Who Percy and Sir Arthur were I do not know, but with names like these they must surely have been distinguished fellows. The biographical dictionaries are silent and our library could find no reference to them.

My colleagues on the sports desk collected some anecdotal evidence of an inconclusive character. Percy Braithwaite is an Irish horse, certainly, but with a very English name. One theory was that he was a Yorkshire cricketer, though Wisden does not mention him. Another was that he was an early aviator, and crossed the Atlantic soon after Alcock and Brown.

Sir Arthur sounds as if he might be named after some squire or general (the cricketer of whom everyone first thought was Jack Hobbs). In the Dictionary of National Biography there is a Brigadier-General Reginald Francis Arthur Hobbs, DSO, (1878-1953). He served in the Boer War, the Somaliland Campaign, and the First World War but was not knighted. I will think of Sir Arthur as a a kindly high-complexioned old chap well fed and watered on beef and claret. Whoever he was, Sir Arthur the horse did me proud.

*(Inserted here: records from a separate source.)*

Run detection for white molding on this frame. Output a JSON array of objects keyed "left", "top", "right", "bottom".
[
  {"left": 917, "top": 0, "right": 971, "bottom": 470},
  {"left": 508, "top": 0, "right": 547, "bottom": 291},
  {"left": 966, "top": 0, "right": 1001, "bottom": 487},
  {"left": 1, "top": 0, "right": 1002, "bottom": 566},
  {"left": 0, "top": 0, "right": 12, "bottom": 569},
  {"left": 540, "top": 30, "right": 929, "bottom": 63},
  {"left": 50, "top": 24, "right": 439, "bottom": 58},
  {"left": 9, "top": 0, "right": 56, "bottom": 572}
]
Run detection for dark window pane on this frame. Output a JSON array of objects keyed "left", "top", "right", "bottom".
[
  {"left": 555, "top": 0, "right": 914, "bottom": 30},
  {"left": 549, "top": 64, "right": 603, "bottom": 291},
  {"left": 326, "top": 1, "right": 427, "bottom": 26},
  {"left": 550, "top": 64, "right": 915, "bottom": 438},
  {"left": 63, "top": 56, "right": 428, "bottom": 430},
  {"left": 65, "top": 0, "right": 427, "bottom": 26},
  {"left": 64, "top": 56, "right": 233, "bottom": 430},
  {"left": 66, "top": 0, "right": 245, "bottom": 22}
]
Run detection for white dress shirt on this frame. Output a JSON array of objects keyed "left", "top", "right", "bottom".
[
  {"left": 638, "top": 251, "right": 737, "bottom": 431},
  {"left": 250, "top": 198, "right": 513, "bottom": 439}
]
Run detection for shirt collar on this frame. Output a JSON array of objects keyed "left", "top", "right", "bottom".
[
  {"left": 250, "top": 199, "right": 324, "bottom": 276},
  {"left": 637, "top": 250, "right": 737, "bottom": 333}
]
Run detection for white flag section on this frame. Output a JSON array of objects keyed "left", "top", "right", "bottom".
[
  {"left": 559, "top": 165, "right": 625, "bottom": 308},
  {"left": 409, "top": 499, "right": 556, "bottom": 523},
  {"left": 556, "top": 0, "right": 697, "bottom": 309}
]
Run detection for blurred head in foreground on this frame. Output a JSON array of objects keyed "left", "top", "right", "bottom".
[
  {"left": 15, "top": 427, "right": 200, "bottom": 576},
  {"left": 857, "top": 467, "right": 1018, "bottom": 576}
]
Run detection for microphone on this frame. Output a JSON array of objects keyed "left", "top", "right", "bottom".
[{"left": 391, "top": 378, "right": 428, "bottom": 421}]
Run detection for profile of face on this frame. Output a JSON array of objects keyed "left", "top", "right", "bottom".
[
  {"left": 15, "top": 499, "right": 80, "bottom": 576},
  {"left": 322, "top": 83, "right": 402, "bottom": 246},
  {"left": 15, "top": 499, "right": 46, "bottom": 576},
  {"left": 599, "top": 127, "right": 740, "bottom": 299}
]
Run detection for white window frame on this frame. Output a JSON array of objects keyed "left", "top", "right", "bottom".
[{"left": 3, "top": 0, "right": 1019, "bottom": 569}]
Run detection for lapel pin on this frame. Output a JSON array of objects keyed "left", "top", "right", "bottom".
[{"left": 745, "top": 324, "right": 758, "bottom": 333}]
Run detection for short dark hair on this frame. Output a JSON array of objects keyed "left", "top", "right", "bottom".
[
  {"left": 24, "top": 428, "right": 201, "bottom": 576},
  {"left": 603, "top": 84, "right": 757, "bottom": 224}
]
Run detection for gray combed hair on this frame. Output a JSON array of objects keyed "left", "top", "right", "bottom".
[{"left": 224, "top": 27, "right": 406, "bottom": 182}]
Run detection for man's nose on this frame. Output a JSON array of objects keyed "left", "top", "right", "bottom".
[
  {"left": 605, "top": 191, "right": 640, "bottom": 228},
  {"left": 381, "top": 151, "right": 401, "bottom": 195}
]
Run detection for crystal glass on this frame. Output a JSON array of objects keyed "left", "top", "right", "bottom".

It has been my good fortune that of all the vices gambling has had the least appeal. Indeed, it usually brings out the puritan in me. During a visit to Las Vegas I refused to gamble; in the casinos I was appalled by the sad blankness of the croupiers and the empty faces and listless demeanour of the gamblers. Moral despair hung in the very air. The late Sir Hugh Fraser lost an empire to the roulette wheel. They say the true gambler enjoys losing as much as if not more than winning; that lets me out.

Yet of the ways of betting on offer, race-going seems by far the most agreeable. There is so much to enjoy apart from the racing itself, it is well conducted, and the time speeds by as you shuttle about from course to paddock.

The sun was setting and a sharp little wind had got up as I collected my winnings, survived the hazards of pickpockets said to be operating, and presented myself at the bar for a celebratory drink.

Alice and Elaine, coiffed and showing a lot of leg and shoulder, were among the racegoers ahead of me in the queue. The barman sloshed out their vodkas and tonic and took the money. ''Nae ice?'' said Alice, pointing to the empty bucket. Turning to me, she added: ''Disgusting, int it?'' My own youth was innocent of refrigeration but to the modern palate ice is indispensable.

With a gallantry worthy of a Percy Braithwaite, or even of a Sir Arthur Hobbs, I raised my hat and intervened. ''Barman,'' said I, ''kindly bring the ladies some ice.'' And he did. It was my lucky day.